Offshores
e subsídios para lavar carros
Precisamos
de acabar com os grandes privilégios de poucos. E precisamos de
acabar com os pequenos privilégios de muitos.
JOÃO MIGUEL TAVARES
23 de Fevereiro de
2017, 6:54
De cada vez que um
liberal se queixa do tamanho do Estado português e de certos
privilégios inaceitáveis de alguns trabalhadores do sector público,
escuta imediatamente de volta queixas sobre banqueiros, lamentos
acerca da protecção dos mais poderosos e críticas violentas aos
offshores. Sempre que tal acontece comigo (e acontece muitas vezes),
tento timidamente explicar ao meu interlocutor: “Não vale a pena
usar esses argumentos como se eu discordasse de si. Nesse aspecto,
estamos totalmente de acordo.” Onde a maior parte das pessoas vê
uma conjunção disjuntiva (ou criticas os privilégios dos
trabalhadores ou criticas os privilegiados), eu vejo uma conjunção
copulativa (criticas os privilégios dos trabalhadores e criticas os
privilegiados). Não percebo porque teremos de escolher entre uma
coisa e outra.

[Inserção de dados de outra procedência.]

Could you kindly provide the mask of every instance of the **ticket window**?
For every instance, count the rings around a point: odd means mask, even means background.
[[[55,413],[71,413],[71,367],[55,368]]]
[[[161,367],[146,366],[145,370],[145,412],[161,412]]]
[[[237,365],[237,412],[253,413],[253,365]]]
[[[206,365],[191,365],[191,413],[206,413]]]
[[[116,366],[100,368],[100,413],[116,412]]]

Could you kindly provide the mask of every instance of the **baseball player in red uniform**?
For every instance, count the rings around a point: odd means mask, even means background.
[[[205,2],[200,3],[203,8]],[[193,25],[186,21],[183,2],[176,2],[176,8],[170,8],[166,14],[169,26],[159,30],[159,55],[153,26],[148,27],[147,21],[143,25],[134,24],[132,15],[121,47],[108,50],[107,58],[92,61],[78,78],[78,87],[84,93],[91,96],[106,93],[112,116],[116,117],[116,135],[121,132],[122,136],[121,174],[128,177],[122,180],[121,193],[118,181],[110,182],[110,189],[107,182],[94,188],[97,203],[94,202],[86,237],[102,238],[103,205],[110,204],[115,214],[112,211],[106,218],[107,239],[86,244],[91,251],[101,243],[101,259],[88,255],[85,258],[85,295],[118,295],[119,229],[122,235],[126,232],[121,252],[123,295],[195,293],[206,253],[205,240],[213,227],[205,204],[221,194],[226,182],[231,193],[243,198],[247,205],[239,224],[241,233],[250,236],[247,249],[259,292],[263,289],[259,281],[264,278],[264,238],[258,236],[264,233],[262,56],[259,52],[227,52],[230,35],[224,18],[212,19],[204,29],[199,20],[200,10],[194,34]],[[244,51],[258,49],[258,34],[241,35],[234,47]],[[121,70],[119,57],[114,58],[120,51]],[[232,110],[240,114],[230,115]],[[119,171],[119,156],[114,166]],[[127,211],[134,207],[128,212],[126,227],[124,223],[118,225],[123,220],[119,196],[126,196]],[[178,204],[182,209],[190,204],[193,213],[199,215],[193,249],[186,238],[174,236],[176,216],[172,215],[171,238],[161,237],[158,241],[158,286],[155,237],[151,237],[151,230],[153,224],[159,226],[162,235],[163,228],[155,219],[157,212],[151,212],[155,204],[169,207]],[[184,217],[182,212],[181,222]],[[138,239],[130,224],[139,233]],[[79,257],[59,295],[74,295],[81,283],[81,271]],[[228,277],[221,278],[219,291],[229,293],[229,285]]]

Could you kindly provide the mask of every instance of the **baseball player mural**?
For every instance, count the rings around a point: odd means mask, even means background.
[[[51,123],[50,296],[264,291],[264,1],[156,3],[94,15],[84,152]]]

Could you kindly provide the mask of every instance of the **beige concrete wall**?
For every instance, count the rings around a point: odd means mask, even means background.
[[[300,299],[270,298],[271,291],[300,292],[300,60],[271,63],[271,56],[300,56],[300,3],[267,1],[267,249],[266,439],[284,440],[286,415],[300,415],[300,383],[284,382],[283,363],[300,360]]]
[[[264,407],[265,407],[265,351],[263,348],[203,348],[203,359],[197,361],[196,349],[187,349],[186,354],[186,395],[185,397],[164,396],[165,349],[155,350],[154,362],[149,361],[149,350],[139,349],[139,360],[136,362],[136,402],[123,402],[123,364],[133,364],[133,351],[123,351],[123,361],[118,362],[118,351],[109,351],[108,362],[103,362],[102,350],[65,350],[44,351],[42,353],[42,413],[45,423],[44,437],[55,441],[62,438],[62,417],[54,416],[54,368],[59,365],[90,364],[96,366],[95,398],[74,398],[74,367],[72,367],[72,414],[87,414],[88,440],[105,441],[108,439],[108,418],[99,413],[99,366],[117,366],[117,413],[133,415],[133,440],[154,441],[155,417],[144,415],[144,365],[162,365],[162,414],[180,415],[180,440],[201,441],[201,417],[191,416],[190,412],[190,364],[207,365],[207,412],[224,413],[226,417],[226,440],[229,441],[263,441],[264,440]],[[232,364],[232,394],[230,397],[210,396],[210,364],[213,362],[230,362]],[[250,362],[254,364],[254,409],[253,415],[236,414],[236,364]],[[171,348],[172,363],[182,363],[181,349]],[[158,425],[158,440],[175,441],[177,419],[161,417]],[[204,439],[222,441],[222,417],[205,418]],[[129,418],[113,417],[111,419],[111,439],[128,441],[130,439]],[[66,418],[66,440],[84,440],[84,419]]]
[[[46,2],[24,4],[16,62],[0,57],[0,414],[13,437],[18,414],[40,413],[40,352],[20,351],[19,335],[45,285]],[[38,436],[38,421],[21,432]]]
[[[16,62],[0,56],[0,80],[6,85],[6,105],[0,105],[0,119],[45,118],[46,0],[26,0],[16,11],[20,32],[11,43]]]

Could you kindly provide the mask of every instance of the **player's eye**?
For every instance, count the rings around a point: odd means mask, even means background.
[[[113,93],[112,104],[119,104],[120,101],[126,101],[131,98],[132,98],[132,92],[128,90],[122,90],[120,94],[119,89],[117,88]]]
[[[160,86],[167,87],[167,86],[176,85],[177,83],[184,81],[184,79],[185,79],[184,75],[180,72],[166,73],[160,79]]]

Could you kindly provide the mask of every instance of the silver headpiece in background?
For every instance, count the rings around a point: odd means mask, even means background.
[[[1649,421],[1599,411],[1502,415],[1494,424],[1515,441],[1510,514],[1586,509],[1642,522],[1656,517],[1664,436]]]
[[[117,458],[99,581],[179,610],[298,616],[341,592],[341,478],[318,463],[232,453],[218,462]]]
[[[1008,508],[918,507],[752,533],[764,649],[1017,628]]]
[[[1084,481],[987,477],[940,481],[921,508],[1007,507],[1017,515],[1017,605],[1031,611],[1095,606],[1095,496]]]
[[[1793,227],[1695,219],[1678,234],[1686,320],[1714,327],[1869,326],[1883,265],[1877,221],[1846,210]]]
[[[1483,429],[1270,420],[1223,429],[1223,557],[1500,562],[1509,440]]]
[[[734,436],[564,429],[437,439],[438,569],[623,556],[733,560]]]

Pegando em dois exemplos retirados do PÚBLICO de
ontem: não gosto de offshores e não gosto de subsídios para
motoristas lavarem os seus carros.
Agora peço-lhe só
para esperar um momento, caro leitor, antes de gritar aos céus:
“Como é possível que este tipo compare a gravidade de uma coisa
com a outra?” Não comparo. A gravidade é diferente. Uma vez
perguntei a um amigo que trabalha na área financeira se havia alguma
razão moralmente atendível para uma pessoa pôr dinheiro em
offshores. Ele não me conseguiu arranjar nenhuma, embora a
resistência ao esbulho fiscal por parte de governos incapazes de
controlar o seu nível de despesa possa aproximar-se disso. Contundo,
o mais grave problema não é aquilo que os defensores dos offshores
elegantemente classificam como “competividade fiscal”, até
porque haverá sempre países com diferentes taxas e impostos, mas
sim esse verdadeiro cancro que é a opacidade do último
beneficiário. É o anonimato protegido a todo o custo que faz dos
offshores, como disse um dia um ministro britânico, “locais
solares para pessoas sombrias”.
Portanto, quando se
fala em 10 mil milhões de euros de transferências para offshores
que o fisco ignorou, sem que sequer se perceba porquê, a resposta só
pode ser uma, e não é de esquerda, nem de direita: investigue-se a
fundo. E aproveitem-se todas as boas propostas que procurem
disciplinar as zonas mais selvagens do capitalismo planetário. Se o
Bloco propõe a proibição das transferências de dinheiro para
offshores não cooperantes, eu estou com o Bloco. Os offshores são
ofensivos para um liberal, porque ninguém pode verdadeiramente ser
livre em situações de profunda desigualdade – promover clubes
exclusivos onde os ricos lavam o seu dinheiro a taxas mais baixas do
que o IRS de um motorista da administração pública é uma
indiscutível imoralidade.
Isso não significa,
contudo, que enquanto existirem offshores, escândalos financeiros ou
banqueiros ladrões estejamos condenados a fechar os olhos aos
pequenos privilégios de um motorista de administração pública, se
também eles forem injustos. Um motorista do Estado que recebe 43
euros mensais para manter o seu carro limpo – quando esse é um dos
seus deveres profissionais – não é um problema de grande
dimensão. Mas quando esse suplemento é apenas um de entre os 2258
suplementos existentes na função pública (levantamento de 2015) o
caso muda de figura. Transformar Portugal num país melhor é tentar
mudar as coisas dos dois lados, ao mesmo tempo. Não temos de
escolher. Precisamos de acabar com os grandes privilégios de poucos.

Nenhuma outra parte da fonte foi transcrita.